The ritual begins with letters circulating around both houses of Congress calling for federal recognition of the Armenian Genocide. That is usually followed by letters cautioning against the term because it would damage relations with Turkey, a key U.S. ally.
As April 24 approaches, the anniversary of Red Sunday when hundreds of Armenian leaders and intellectuals were murdered or deported, lawmakers such as Rep. Adam Schiff (D-CA), who represents almost 80,000 Armenian-Americans, will take to the floor of the House to make a direct appeal to his colleagues to pass a resolution recognizing the massacre as a genocide. In April 2013, Schiff gave a four-minute speech entirely in Armenian, a language he doesn’t speak. The resolution wasn’t even taken up for a vote.
The resolutions are rarely voted on and never passed.
And when the actual anniversary arrives and the president makes a statement, as every president for the past two decades has done, that statement never includes the g-word.

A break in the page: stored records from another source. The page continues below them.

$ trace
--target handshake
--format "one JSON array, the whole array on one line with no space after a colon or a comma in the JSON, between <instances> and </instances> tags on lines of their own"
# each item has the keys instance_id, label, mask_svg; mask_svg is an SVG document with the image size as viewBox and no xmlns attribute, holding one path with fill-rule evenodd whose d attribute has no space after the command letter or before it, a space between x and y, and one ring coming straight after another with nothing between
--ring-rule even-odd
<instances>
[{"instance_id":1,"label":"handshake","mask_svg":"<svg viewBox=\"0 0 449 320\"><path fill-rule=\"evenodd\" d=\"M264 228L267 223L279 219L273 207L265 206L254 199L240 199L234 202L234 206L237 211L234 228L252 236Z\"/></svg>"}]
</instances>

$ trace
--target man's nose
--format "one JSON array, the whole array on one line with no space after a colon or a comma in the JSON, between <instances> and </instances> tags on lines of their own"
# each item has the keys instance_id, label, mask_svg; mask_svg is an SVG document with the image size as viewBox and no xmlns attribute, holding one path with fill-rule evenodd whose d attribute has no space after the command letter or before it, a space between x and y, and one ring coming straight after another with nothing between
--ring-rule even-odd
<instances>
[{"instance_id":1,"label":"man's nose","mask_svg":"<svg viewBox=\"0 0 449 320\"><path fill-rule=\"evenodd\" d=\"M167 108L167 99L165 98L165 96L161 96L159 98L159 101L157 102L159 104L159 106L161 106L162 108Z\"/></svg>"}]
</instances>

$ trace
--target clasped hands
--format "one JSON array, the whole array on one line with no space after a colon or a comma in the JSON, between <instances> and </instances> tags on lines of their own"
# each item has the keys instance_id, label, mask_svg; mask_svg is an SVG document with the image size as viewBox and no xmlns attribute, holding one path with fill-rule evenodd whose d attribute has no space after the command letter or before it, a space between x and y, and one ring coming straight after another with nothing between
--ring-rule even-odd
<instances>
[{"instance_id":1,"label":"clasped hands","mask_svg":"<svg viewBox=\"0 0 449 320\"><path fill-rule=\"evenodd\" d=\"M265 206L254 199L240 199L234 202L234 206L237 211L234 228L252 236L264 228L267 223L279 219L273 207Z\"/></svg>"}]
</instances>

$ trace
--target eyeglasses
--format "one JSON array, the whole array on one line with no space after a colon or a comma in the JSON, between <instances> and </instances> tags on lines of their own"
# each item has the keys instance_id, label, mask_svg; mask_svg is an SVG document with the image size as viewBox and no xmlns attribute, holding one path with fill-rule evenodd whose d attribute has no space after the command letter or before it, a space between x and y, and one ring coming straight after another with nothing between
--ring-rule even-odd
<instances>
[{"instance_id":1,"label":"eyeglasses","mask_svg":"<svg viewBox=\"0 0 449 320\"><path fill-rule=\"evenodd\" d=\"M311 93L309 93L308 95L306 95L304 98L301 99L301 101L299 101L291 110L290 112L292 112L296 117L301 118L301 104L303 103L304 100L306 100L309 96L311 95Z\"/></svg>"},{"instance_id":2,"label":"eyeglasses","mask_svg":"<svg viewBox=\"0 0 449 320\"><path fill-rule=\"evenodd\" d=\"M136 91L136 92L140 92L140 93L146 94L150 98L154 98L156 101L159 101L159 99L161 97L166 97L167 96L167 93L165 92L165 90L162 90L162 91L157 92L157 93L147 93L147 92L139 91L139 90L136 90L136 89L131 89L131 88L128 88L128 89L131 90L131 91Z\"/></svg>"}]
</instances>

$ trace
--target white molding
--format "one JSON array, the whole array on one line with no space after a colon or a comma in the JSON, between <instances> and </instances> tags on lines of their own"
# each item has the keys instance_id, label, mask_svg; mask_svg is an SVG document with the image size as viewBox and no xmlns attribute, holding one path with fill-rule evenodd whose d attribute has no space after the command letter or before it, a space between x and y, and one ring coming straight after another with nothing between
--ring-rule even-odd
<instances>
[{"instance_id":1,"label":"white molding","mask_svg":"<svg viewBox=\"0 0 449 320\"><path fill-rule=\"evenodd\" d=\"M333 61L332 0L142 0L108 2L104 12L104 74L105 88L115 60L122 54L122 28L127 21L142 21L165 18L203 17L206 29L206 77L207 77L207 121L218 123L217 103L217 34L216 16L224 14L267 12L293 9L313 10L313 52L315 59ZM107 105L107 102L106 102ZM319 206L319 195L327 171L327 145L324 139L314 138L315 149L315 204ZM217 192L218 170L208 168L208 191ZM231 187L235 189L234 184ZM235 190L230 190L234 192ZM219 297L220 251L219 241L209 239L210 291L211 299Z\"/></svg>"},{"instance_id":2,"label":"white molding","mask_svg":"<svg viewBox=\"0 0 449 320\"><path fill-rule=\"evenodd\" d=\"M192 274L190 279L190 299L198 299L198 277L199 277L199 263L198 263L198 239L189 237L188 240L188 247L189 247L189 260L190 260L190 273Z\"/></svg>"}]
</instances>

But this year is the 100th anniversary and some wondered if this would be the time President Obama honored a promise he made on the campaign trail in 2008 to use a word that would be cause for arrest in Turkey. There were signs that the centennial was ratcheting up the stakes. Kim Kardashian, America’s most famous Armenian, traveled — with her husband Kanye West and sister Khloe — to her ancestors’ homeland to express her solidarity on the issue. Pope Francis, much to the chagrin of the Turkish government, called the events the “first genocide of the 20th Century” in a speech at St. Peter’s Basilica, adding that “concealing or denying evil is like allowing a wound to keep bleeding without bandaging it.”
President Obama had recently reversed a 50-plus year policy on Cuba and initiated the first direct communications with the Iranian regime in more than 30 years. But on Tuesday, his staff told Armenian-American groups in a meeting at the White House not to get their hopes up.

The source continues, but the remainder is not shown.